From the perspective of smart city governance, integrating intelligent greenhouses like Archimede into urban strategies implies rethinking regulatory frameworks, data infrastructures and participatory mechanisms. Urban digital twins — comprehensive virtual models of cities used to simulate traffic, energy flows or climate impacts — could incorporate agricultural modules that represent food production, soil conditions and microclimates generated by green infrastructure. Scenarios could be run to evaluate how different distributions of urban farming structures affect local temperatures, employment, health outcomes and energy consumption. Policies related to zoning, building codes and incentives for renewable integration would need to acknowledge the multifunctional nature of such greenhouses: neither pure industrial facilities nor simple agricultural plots, but hybrid infrastructures producing public and private goods simultaneously. The data they generate would have to be integrated into municipal platforms with robust protections for privacy, cybersecurity and equitable access.
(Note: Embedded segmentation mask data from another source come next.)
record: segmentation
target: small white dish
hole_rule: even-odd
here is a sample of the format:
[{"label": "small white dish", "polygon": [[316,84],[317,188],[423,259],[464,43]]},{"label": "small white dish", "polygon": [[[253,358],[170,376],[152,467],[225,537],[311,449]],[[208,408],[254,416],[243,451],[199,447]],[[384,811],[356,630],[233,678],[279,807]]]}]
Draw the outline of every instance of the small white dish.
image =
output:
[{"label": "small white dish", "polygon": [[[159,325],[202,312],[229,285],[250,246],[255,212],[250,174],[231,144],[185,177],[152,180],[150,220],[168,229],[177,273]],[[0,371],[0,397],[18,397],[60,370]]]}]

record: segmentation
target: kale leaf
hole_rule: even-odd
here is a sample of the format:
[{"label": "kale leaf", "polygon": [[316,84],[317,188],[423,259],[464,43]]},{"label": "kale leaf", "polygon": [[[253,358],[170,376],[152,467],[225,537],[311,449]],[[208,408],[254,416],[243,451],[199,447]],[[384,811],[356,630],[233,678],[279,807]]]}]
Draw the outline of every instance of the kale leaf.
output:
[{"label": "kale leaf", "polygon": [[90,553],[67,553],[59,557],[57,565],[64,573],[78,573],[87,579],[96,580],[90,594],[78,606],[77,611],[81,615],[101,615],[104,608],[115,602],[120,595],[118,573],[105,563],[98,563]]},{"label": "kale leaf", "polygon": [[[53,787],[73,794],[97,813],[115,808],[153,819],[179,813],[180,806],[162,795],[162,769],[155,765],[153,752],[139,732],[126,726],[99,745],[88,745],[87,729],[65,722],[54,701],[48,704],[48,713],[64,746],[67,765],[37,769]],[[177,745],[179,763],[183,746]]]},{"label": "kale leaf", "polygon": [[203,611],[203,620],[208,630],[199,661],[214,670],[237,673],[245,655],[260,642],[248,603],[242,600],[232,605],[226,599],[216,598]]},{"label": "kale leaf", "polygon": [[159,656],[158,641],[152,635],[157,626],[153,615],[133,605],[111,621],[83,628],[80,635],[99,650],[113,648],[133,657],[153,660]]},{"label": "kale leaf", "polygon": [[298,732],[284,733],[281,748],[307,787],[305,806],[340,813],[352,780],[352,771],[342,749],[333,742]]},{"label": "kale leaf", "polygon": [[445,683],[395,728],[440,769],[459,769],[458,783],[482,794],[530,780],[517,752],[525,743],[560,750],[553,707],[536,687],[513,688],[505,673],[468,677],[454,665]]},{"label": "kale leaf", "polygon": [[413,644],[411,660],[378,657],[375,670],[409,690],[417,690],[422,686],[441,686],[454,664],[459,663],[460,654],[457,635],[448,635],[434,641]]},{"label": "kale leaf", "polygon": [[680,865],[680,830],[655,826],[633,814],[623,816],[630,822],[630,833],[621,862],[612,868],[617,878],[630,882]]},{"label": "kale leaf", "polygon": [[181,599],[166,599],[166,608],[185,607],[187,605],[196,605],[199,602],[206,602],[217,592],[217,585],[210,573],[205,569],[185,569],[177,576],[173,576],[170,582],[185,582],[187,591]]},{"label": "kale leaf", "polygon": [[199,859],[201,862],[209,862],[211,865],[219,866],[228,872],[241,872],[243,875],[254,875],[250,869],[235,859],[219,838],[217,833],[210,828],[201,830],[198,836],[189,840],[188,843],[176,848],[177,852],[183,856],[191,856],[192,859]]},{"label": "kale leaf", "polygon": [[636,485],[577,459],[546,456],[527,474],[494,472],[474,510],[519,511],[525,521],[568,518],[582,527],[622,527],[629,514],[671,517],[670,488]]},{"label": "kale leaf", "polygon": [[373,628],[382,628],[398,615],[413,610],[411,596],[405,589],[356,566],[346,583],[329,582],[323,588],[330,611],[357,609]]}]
Ultimately, the experiment conducted in Comiso demonstrates that producing energy and cultivating are not merely compatible activities but different expressions of a single principle of systemic balance. When the architecture of a greenhouse is conceived to work with light rather than merely endure it, and when artificial intelligence is employed not to dominate biological processes but to understand and accompany them, technology becomes an extension of life rather than its antagonist. As fertile soil diminishes, water resources face increasing stress and energy becomes more costly, solutions such as the Archimede Greenhouse act as laboratories where agriculture, energy and digital intelligence are experimentally recombined. If deployed thoughtfully within the fabric of smart cities and vulnerable territories alike, they can contribute to shaping an agriculture capable not only of feeding populations and generating power, but also of informing new forms of collective intelligence about how humans inhabit and transform their environments.